2. The wiring unit of claim 1, wherein the ferrule is conductive.

3. The wiring unit of claim 1, wherein the ferrule includes a hollow core and has one or more additional wires disposed within the hollow core.

4. The wiring unit of claim 1, wherein the ferrule is integrally formed as part of the connector backshell.

5. The wiring unit of claim 4, wherein the sock is integrally formed with the connector backshells.

6. The wiring unit of claim 1, wherein the one or more wiring cables includes first portion and a second portion;

wherein the first portion is arranged on the outer surface of the ferrule and is surrounded by a conductive retainer; and

wherein the second portion surround the first portion and the conductive retainer and is electrically connected to the shield sock.

7. The wiring unit of claim 6, wherein the second portion contacts the shield sock.

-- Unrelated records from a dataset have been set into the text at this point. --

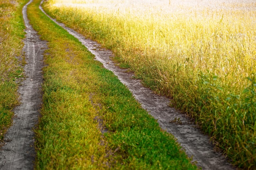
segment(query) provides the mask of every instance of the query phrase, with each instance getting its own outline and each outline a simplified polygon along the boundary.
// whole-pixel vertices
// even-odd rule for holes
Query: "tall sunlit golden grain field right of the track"
[[[45,10],[171,97],[242,168],[256,168],[254,0],[47,0]]]

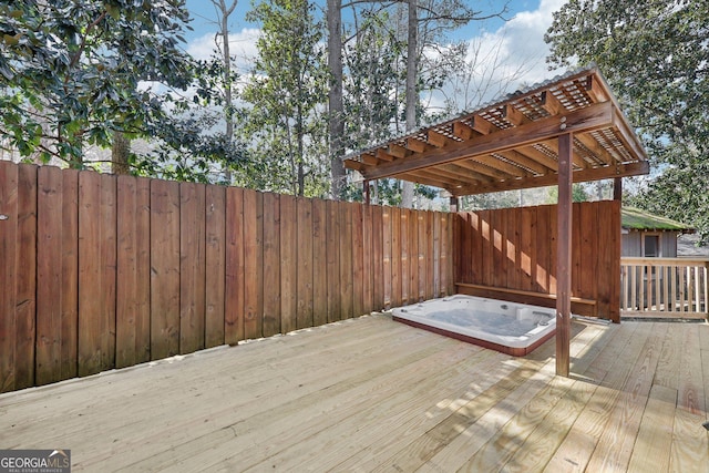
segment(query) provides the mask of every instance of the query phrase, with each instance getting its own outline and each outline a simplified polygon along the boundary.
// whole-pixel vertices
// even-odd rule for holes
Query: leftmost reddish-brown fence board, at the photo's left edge
[[[17,290],[18,290],[18,166],[0,161],[0,392],[20,389],[16,379],[18,341],[17,327]],[[32,345],[32,349],[34,345]],[[32,360],[33,353],[19,353]],[[33,374],[33,371],[32,371]]]

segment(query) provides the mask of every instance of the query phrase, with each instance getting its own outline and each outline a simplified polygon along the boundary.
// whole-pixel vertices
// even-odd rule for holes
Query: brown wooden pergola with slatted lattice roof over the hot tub
[[[474,112],[347,156],[369,182],[386,177],[458,197],[558,185],[556,372],[568,376],[572,184],[648,174],[643,145],[597,68],[568,72]]]

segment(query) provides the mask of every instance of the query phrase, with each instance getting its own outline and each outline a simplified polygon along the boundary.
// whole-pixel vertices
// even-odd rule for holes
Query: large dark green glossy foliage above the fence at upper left
[[[198,66],[179,45],[188,20],[184,0],[1,1],[1,145],[82,167],[85,147],[110,146],[113,132],[156,138],[154,161],[133,156],[142,173],[172,166],[176,152],[197,161],[223,152],[176,123]]]

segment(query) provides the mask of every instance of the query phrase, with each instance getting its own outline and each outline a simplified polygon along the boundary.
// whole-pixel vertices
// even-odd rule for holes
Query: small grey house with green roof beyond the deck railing
[[[621,256],[677,257],[677,238],[693,234],[689,225],[635,207],[620,209]]]

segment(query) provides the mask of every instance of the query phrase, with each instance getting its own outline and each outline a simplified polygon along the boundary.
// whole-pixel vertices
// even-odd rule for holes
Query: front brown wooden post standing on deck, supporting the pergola
[[[572,312],[572,134],[558,137],[556,257],[556,374],[568,377]]]

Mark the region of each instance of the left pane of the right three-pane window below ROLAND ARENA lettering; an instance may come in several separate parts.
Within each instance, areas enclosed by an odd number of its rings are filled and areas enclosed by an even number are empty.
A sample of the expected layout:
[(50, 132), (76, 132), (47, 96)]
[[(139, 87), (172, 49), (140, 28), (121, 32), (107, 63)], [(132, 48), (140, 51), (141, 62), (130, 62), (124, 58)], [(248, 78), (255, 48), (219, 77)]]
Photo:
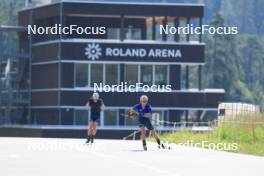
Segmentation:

8. The wiring unit of claim 7, further comprising a clamp surrounding the shield sock and the second portion.

9. The wiring unit of claim 1, further comprising a first clamp surrounding the shield sock and the one or more wiring cables.

10. The wiring unit of claim 9, further comprising a second clamp surrounding the back shell and the one or more wiring cables that connects the one or more wiring cables to the backshell.

11. The wiring unit of claim 1, wherein the ferrule includes a first diameter and a second diameter.

12. The wiring unit of claim 1, wherein the one or more wiring cables include a first portion having first size and a second portion having a second size and the first portion is arranged of over the first diameter and second portion is arrange over the second diameter.

13. The wiring unit of claim 1, wherein the shield sock is formed of braided material.

14. The wiring unit of claim 1, wherein the shield sock is integrally formed as part of the backshell.

15. The wiring unit of claim 1, wherein the shield sock is banded to the backshell with a band that surround the backshell and the one or more wiring cables.

16. A wiring unit comprising:

one or more wiring cables, each wiring cable including one or more wires surrounded by a cable shield, wherein the cable shield is exposed;

a connector backshell;

a conductive ferrule disposed such that the one or more wires are arranged on an outer surface of the ferrule and the cable shields are in electrical contact with the conductive ferrule; and

a conductive connector that connects the conducive ferrule to the connector backshell.

17. The wiring unit of claim 16, wherein the ferrule includes a hollow core and has one or more additional wires disposed within the hollow core.

18. The wiring unit of claim 16, wherein the ferrule is integrally formed as part of the connector backshell.

19. The wiring unit of claim 16, further comprising a clamp surrounding the conductive ferrule and the wires.